Vinicius Garcia Pinto - Performance Analysis Strategies for Task-based Applications on Hybrid Platforms

Organized by: 
Vinicius Garcia Pinto
Vinicius Garcia Pinto

Adresse de la soutenance :

Prog. de Pós-Graduação em Computação, Instituto de Informática, Universidade Federal do Rio Grande do Sul, Caixa postal 15064, Av. Bento Gonçalves, 9500, 91501-970, Porto Alegre, RS BRESIL - salle AUD 0


Jury :

  • Arnaud  Legrand, chargé de recherche, CNRS délégation Alpes, directeur de thèse
  • Alfredo Goldman Vel Lejbman, professeur associe, universite de são paulo - Brésil, rapporteur
  • Gaël  Thomas, professeur, Telecom SudParis, rapporteur
  • Mathieu  Faverge, maitre de conferences, Institut Polytechnique De Bordeaux, examinateur
  • Nicolas Maillard, professeur associe, ufrgs - Brésil, directeur de thèse
  • Gerson Geraldo Homrich Cavalheiro, professeur associe, Univ. Fédérale de Pelotas - Brésil, examinateur
  • Philippe Olivier A.  Navaux, professeur associe, UFRGS - Brésil, examinateur
  • Bernd Mohr, professeur associe, centre recherche Jülich - Allemagne, examinateur

Programming paradigms in High-Performance Computing have been shifting toward task-based models that are capable of adapting readily to heterogeneous and scalable supercomputers. The performance of task-based applications heavily depends on the runtime scheduling heuristics and on its ability to exploit computing and communication resources. 
Unfortunately, the traditional performance analysis strategies are unfit to fully understand task-based runtime systems and applications: they expect a regular behavior with communication and computation phases, while task-based applications demonstrate no clear phases. Moreover, the finer granularity of task-based applications typically induces a stochastic behavior that leads to irregular structures that are difficult to analyze. 
In this thesis, we propose performance analysis strategies that exploit the combination of application structure, scheduler, and hardware information. We show how our strategies can help to understand performance issues of task-based applications running on hybrid platforms. Our performance analysis strategies are built on top of modern data analysis tools, enabling the creation of custom visualization panels that allow understanding and pinpointing performance problems incurred by bad scheduling decisions and incorrect runtime system and platform configuration. By combining simulation and debugging we are also able to build a visual representation of the internal state and the estimations computed by the scheduler when scheduling a new task. 
We validate our proposal by analyzing traces from a Cholesky decomposition implemented with the StarPU task-based runtime system and running on hybrid (CPU/GPU) platforms.
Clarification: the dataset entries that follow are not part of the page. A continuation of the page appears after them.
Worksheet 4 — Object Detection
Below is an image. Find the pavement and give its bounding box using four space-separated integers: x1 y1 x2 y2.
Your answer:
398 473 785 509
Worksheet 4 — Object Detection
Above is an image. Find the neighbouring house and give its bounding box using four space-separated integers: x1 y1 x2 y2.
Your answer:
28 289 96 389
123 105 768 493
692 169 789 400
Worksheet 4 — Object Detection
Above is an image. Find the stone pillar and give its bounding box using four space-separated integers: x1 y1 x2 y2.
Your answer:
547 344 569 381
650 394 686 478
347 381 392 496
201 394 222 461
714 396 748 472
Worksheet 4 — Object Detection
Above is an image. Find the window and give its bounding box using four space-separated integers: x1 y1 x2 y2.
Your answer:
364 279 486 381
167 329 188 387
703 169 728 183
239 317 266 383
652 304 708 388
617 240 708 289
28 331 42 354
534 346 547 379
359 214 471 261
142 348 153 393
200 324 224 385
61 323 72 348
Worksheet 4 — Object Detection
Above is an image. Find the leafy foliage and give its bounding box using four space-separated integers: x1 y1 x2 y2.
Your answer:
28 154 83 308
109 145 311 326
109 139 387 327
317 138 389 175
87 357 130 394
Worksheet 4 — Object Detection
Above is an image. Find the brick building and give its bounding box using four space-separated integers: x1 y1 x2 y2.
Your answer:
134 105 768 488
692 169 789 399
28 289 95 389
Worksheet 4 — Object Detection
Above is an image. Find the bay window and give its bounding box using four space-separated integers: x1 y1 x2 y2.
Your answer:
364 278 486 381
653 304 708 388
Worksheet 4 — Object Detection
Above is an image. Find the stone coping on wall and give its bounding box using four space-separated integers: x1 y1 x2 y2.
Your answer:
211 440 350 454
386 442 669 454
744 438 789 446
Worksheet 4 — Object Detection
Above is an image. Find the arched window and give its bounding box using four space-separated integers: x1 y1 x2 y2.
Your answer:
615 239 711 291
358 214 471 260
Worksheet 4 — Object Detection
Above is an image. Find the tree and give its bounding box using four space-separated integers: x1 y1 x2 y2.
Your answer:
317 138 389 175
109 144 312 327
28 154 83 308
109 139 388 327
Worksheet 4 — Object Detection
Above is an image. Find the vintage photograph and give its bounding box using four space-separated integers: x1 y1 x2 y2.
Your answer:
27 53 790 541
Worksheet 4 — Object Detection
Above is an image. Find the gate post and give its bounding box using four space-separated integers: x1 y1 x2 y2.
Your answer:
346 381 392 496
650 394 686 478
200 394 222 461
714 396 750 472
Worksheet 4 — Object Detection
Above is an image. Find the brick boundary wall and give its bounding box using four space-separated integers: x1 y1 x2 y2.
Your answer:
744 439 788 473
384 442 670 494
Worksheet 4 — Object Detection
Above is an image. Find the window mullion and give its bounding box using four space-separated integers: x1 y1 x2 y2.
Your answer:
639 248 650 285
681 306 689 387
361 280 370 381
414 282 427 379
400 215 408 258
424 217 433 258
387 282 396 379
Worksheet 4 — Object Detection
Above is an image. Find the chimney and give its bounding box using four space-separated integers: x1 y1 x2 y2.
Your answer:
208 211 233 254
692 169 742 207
Our case studies show how to enhance the task partitioning among the multi-(GPU, core) to get closer to theoretical lower bounds, how to improve MPI pipelining in multi-(node, core, GPU) to reduce the slow start in distributed nodes and how to upgrade the runtime system to increase MPI bandwidth. By employing simulation and debugging strategies, we also provide a workflow to investigate, in depth, assumptions concerning the scheduler decisions. This allows us to suggest changes to improve the runtime system scheduling and prefetch mechanisms.